CLAUDE.md

This file provides guidance to Claude Code (claude.ai/code) when working with code in this repository.

Project Overview

CompSynth is an information subscription and viewing system (信息订阅与阅读系统). It fetches content from RSS feeds, web pages, and Arxiv, deduplicates and persists via SQLite, generates summaries via LLM, and publishes aggregated reports.

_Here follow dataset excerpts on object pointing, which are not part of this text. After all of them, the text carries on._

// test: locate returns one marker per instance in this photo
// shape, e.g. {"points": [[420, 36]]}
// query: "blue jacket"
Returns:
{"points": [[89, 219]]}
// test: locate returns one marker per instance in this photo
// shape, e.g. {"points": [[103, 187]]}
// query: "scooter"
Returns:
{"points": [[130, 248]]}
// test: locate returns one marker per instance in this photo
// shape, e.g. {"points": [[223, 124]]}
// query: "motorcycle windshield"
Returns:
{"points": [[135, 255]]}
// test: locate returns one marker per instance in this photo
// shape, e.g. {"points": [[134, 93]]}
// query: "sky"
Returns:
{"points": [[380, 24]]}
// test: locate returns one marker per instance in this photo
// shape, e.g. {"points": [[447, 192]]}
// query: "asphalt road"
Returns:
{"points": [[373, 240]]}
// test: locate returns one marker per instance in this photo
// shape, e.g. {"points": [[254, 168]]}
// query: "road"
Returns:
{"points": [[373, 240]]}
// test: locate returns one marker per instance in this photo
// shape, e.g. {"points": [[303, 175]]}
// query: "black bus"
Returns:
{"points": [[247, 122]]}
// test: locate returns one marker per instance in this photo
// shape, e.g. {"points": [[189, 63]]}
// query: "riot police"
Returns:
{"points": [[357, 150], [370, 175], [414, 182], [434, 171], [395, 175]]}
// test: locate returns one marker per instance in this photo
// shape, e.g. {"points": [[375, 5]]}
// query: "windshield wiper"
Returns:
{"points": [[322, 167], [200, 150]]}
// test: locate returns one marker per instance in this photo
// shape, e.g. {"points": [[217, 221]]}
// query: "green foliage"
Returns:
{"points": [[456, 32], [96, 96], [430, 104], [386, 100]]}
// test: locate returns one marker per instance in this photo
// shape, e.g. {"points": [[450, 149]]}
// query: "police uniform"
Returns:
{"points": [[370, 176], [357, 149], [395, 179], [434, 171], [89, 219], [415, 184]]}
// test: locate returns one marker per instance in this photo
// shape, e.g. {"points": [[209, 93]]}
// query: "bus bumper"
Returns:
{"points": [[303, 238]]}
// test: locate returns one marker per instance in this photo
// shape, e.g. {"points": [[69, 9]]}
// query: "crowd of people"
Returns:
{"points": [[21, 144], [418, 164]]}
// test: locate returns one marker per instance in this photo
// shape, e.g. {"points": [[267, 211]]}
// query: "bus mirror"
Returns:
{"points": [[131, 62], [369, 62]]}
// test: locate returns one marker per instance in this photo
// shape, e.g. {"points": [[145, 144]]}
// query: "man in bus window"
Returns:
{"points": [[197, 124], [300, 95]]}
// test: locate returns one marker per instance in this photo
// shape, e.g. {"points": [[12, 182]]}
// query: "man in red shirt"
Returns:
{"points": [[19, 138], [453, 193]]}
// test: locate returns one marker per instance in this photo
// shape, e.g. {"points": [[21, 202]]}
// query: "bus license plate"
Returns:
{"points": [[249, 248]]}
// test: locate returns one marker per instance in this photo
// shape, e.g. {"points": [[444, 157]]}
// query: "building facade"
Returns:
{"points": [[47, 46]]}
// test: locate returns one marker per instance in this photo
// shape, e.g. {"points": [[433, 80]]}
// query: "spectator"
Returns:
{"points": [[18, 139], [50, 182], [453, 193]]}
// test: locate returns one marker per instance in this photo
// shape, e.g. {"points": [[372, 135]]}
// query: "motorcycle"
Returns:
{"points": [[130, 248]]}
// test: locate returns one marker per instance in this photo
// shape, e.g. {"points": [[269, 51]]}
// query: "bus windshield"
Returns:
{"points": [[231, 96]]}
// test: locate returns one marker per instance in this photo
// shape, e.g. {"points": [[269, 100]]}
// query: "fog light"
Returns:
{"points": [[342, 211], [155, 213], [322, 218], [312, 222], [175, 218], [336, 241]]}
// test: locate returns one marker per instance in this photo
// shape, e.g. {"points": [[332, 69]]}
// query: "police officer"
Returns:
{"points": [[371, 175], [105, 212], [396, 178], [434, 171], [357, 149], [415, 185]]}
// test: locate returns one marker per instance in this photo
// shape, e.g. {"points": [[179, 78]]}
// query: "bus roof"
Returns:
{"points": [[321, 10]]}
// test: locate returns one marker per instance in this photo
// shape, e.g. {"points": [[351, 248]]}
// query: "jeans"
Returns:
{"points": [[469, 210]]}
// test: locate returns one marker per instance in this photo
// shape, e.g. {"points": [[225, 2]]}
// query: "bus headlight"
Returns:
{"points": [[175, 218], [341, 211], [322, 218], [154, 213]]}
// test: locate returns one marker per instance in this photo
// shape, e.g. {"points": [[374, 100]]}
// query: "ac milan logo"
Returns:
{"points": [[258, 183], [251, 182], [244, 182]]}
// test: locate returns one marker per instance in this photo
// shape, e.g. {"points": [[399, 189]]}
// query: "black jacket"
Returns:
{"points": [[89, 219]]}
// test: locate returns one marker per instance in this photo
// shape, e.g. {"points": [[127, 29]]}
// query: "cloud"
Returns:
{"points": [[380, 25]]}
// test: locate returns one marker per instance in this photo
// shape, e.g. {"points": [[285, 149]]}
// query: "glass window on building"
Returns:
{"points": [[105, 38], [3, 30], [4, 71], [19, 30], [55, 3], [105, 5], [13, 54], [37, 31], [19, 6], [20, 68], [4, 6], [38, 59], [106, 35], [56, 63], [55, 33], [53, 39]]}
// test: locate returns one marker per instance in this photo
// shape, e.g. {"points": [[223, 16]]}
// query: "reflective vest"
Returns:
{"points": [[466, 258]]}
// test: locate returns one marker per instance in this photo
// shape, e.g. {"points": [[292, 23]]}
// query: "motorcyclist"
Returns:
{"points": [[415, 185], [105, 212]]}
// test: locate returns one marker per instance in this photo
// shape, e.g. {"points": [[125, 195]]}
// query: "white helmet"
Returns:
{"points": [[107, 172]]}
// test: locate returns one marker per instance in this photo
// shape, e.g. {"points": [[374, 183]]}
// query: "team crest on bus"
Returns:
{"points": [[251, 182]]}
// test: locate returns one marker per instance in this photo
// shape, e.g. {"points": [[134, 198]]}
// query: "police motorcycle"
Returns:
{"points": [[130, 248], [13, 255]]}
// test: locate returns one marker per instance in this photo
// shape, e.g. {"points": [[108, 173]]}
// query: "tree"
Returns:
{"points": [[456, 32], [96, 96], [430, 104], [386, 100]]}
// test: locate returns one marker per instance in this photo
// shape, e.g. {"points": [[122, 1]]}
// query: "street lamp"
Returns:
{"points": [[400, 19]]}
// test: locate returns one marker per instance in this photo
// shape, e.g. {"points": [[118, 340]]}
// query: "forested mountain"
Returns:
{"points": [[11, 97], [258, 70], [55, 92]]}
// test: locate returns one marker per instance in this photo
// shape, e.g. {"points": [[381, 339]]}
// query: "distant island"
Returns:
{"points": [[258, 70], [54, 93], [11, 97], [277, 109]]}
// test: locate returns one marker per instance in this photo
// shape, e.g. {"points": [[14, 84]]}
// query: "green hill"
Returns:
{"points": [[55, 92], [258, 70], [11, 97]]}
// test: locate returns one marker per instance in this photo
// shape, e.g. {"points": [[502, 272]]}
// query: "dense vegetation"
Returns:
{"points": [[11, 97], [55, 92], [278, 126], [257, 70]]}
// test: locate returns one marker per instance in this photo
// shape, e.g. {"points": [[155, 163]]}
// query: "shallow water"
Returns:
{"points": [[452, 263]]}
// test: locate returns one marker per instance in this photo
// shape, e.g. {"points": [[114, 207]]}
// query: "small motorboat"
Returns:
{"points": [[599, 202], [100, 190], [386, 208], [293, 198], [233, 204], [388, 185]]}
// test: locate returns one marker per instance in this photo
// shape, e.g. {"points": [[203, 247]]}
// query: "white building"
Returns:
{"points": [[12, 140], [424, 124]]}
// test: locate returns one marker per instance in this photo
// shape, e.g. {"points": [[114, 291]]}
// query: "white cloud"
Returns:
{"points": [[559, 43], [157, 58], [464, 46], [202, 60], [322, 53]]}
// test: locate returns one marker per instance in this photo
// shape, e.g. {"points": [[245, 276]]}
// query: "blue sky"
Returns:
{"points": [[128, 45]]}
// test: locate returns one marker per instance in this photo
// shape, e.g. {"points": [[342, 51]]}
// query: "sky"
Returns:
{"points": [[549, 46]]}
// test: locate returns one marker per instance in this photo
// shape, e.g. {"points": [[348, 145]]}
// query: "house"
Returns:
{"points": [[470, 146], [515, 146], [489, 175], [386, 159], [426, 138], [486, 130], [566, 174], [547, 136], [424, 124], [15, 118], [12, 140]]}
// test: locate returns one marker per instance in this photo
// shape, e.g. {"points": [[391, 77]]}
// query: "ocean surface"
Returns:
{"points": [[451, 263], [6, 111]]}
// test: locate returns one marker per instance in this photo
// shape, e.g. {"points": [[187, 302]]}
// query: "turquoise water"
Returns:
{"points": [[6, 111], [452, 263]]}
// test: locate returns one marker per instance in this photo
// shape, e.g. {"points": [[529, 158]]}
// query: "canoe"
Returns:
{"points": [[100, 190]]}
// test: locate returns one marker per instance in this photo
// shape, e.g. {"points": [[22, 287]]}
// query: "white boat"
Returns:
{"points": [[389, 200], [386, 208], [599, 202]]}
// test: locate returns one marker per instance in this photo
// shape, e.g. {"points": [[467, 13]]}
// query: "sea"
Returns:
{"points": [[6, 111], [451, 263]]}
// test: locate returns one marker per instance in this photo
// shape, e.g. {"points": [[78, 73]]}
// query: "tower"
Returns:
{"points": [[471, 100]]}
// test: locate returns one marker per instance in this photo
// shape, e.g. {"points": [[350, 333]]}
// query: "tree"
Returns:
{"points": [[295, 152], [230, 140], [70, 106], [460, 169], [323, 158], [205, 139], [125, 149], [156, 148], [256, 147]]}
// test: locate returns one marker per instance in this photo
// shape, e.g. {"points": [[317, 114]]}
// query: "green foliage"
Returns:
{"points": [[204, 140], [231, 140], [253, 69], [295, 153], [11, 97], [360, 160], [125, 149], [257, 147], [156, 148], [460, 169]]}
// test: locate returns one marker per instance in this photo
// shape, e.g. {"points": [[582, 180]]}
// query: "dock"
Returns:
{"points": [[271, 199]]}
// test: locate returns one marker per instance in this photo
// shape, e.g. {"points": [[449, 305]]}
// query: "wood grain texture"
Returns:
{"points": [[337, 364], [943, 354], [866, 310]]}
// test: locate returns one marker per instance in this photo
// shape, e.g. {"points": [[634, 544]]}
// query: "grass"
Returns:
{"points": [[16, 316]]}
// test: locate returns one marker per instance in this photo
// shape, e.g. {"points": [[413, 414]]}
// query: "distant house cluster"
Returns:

The system exposes a FastAPI HTTP API and a Typer CLI that share a common service layer.

Commands

# Install dependencies
uv sync

# Run the full pipeline (crawl → dedup → summarize → publish)
uv run compsynth

# Start the API server (serves API; frontend is separate)
uv run compsynth serve [--host 127.0.0.1] [--port 8000]

# CLI subcommands
uv run compsynth crawl              # Run crawl pipeline only
uv run compsynth dashboard          # Print dashboard summary JSON
uv run compsynth status             # Human-readable system health check
uv run compsynth status --json      # Machine-readable health check
uv run compsynth doctor             # Validate setup (env, DB, API keys, SMTP)
uv run compsynth logs [--last] [-n 50] [--level ERROR]  # View log files
uv run compsynth notify [--file <path>]  # Send digest via notification channels
uv run compsynth reports list       # List generated reports
uv run compsynth reports get <id>   # Get report content
uv run compsynth sources import     # Import subscriptions.yaml → DB
uv run compsynth sources export     # Export DB → subscriptions.yaml
uv run compsynth config show        # Print effective config (secrets masked)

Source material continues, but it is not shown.